Laure et son mari ont néanmoins saisi la cour d’appel de Rennes pour contester la proposition d’indemnisation du FIVP, d’un montant forfaitaire de 25 000 € chacun. Le couple estime en effet que cette offre ne tient compte que du préjudice qu’ils ont subi en tant que parents, en ignorant complètement celui subi par leur fille durant toutes ces années, sous prétexte qu’elle est décédée.
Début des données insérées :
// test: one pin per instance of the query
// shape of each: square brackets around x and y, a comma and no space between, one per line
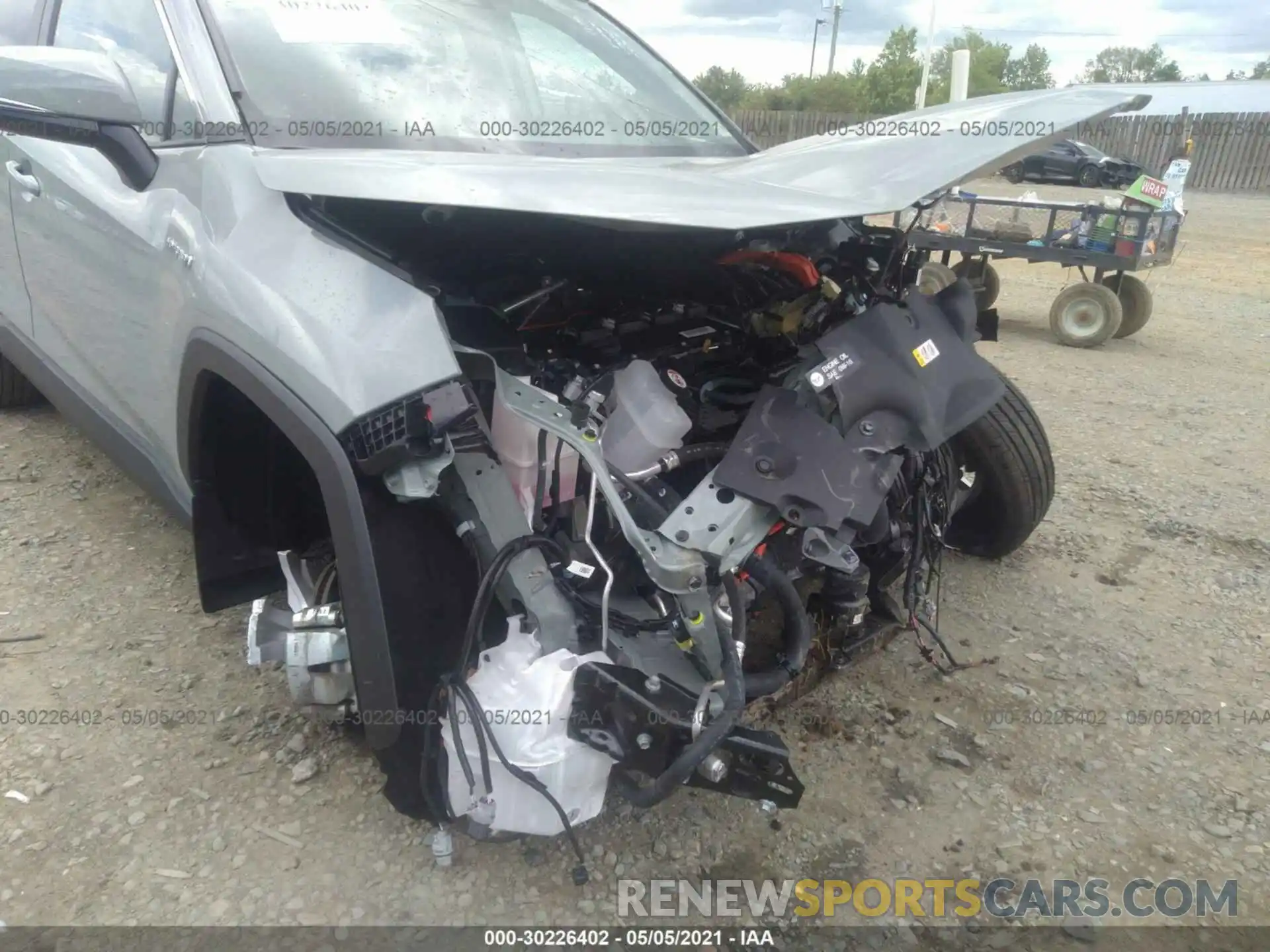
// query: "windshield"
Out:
[531,77]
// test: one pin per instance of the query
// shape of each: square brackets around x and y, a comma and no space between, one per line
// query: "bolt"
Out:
[713,768]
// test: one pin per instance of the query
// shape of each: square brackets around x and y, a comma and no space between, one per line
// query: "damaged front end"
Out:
[683,479]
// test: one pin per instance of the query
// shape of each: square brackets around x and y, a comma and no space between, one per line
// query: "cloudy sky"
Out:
[767,38]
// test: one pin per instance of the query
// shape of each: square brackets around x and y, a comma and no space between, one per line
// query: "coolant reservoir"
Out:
[516,441]
[647,422]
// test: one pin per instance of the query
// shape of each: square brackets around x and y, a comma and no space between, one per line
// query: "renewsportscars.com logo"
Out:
[1001,898]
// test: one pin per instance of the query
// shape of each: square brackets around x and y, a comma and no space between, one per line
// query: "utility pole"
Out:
[926,63]
[833,38]
[816,36]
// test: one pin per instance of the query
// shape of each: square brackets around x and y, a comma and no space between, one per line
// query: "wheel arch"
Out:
[232,567]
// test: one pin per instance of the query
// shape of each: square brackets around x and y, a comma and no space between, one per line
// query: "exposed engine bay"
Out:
[661,440]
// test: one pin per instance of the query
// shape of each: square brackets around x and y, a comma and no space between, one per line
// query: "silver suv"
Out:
[502,375]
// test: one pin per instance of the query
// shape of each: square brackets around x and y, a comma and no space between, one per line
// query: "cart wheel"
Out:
[934,277]
[986,294]
[1085,315]
[1136,302]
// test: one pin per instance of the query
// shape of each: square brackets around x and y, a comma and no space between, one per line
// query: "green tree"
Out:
[1127,63]
[726,88]
[893,78]
[1031,70]
[832,93]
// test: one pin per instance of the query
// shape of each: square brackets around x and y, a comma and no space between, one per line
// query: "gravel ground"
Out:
[1146,589]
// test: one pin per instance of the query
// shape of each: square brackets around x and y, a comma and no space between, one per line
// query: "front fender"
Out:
[210,356]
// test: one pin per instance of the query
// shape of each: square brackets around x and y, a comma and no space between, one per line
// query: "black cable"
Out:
[440,810]
[799,633]
[556,491]
[539,524]
[461,754]
[579,875]
[488,584]
[480,743]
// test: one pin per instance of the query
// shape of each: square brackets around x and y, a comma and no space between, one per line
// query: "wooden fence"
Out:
[1231,150]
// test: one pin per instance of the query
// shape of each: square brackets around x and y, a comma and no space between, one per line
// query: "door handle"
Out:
[21,173]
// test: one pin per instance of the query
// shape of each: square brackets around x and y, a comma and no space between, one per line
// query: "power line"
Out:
[1083,33]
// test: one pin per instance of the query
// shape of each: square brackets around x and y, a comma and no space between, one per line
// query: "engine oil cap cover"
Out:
[832,371]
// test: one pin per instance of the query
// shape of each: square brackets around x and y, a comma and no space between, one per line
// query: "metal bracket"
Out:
[821,547]
[419,479]
[671,567]
[719,522]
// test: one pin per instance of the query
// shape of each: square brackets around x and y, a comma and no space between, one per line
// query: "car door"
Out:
[1061,161]
[18,26]
[103,263]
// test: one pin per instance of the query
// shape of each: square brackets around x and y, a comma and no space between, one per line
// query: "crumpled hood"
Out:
[810,179]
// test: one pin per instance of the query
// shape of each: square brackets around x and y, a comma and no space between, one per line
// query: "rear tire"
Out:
[986,294]
[934,277]
[16,390]
[1136,302]
[1085,315]
[1009,452]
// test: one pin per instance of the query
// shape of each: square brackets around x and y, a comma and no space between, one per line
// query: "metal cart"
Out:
[1083,235]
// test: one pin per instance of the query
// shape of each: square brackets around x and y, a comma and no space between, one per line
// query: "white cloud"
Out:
[767,50]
◆ Une expertise demandée à l’Anses
Suite à cette affaire et à une saisine de l’association écologiste Robin des Bois, le gouvernement a demandé à l’Agence nationale de sécurité sanitaire de l’alimentation, de l’environnement et du travail (Anses) de lancer une expertise concernant l’exposition des fleuristes aux pesticides. D’après les informations obtenues par nos confrères de Radio France et du Monde, cette expertise devrait durer au moins 21 mois.
« C’est un premier pas », commente Laure Marivain, sans pour autant cacher sa colère. « L’État est au courant du problème depuis longtemps, au moins 2017. Il aurait dû se saisir du sujet il y a plusieurs années déjà et ils n’ont rien fait. Et ça a des conséquences graves. Les fleuristes développent des pathologies graves, et nous, nous avons perdu notre fille. C’est dramatique. Si on attend que cette expertise soit menée à son terme, il y aura encore des gens qui vont tomber malades. Le système de protection doit être adapté dès aujourd’hui, il aurait dû l’être hier. »
◆ L’UFC-Que Choisir exige une réglementation et des contrôles plus stricts
De son côté, l’UFC-Que Choisir réclame que les recherches de l’Anses évaluent les risques pas seulement pour les fleuristes, mais également pour les consommateurs. L’association appelle par ailleurs à interdire l’importation de fleurs traitées avec des pesticides interdits en Europe, à réglementer les doses maximales de résidus de pesticides autorisés et à renforcer les contrôles douaniers et sanitaires. Elle exige aussi une obligation d’étiquetage, mentionnant l’origine des fleurs commercialisées en France et les traitements subis.
Enfin, l’association préconise aux consommateurs d’agir à leur niveau, en privilégiant l’achat de fleurs bio ou de saison ou, à défaut, celles d’origine française et soumises à un minimum de règles concernant l’usage des pesticides, pour éviter ainsi les substances les plus nocives.